Ronson relata casos impressionantes como o de um cidadão anônimo que contou uma piada machista, entreouvida por uma mulher sentada à sua frente, foi fotografado e tuitado por ela e despedido dez minutos depois. Traumatizado, o pai de três filhos contou seu drama de desempregado num fórum online, a autora do tuíte começou a ser ameaçada de morte, passou a dormir fora de casa e também foi despedida.

Consultado pela revista New York sobre a imolação digital de Brian Williams, Ronson comentou: “Estamos criando um mundo duro e assustador em que qualquer um é definido pela sua estupidez, ao contrário de ser colocado num contexto mais amplo”.

O outro combustível da brutalidade é o anonimato. O colunista da revista Esquire Stephen Marche denunciou, num ensaio no Times, a epidemia de agressão e desprezo sem rosto. Tribunais começam a aplicar penas de prisão a lunáticos que fazem campanhas de intimidação na mídia social mas, lembra Marche, há dois mil anos, a justiça e a ética são baseadas no rosto que pode ser confrontado. Quantas vezes tuitei um link sobre corrupção, uma crítica a figura pública e um internauta tuitou de volta: espero que fulano morra; espero que sicrana tenha câncer.
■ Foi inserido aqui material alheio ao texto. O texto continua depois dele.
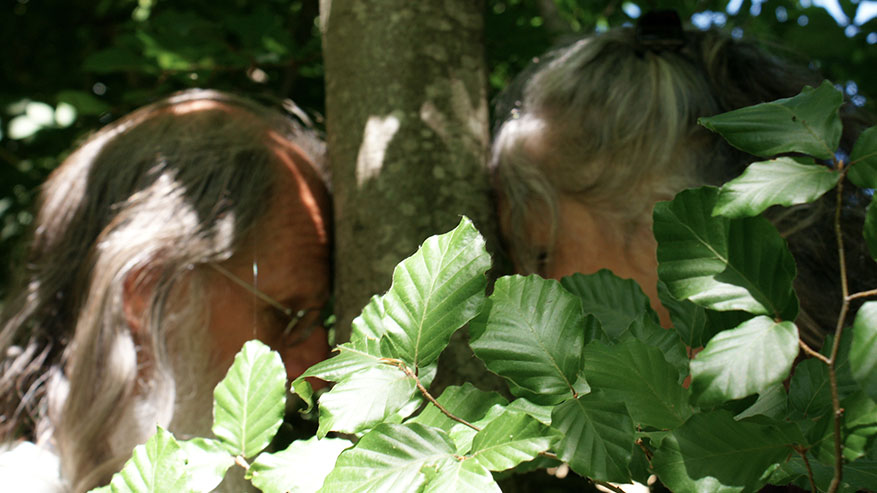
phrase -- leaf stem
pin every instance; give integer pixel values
(608, 486)
(803, 453)
(812, 352)
(838, 332)
(862, 294)
(402, 366)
Hoje, exércitos de trolls são recrutados por governos, como o do Equador e da Rússia, para perseguir e intimidar seus opositores na rede social. Há algo familiar para muitos que descobrem o comportamento bárbaro de conhecidos online. Frequentemente a pessoa com cara, a conhecida, parece ser o oposto da pessoa sem cara, a que agride e persegue estranhos. O fato de que se trata da mesma pessoa é um desafio moral do nosso tempo.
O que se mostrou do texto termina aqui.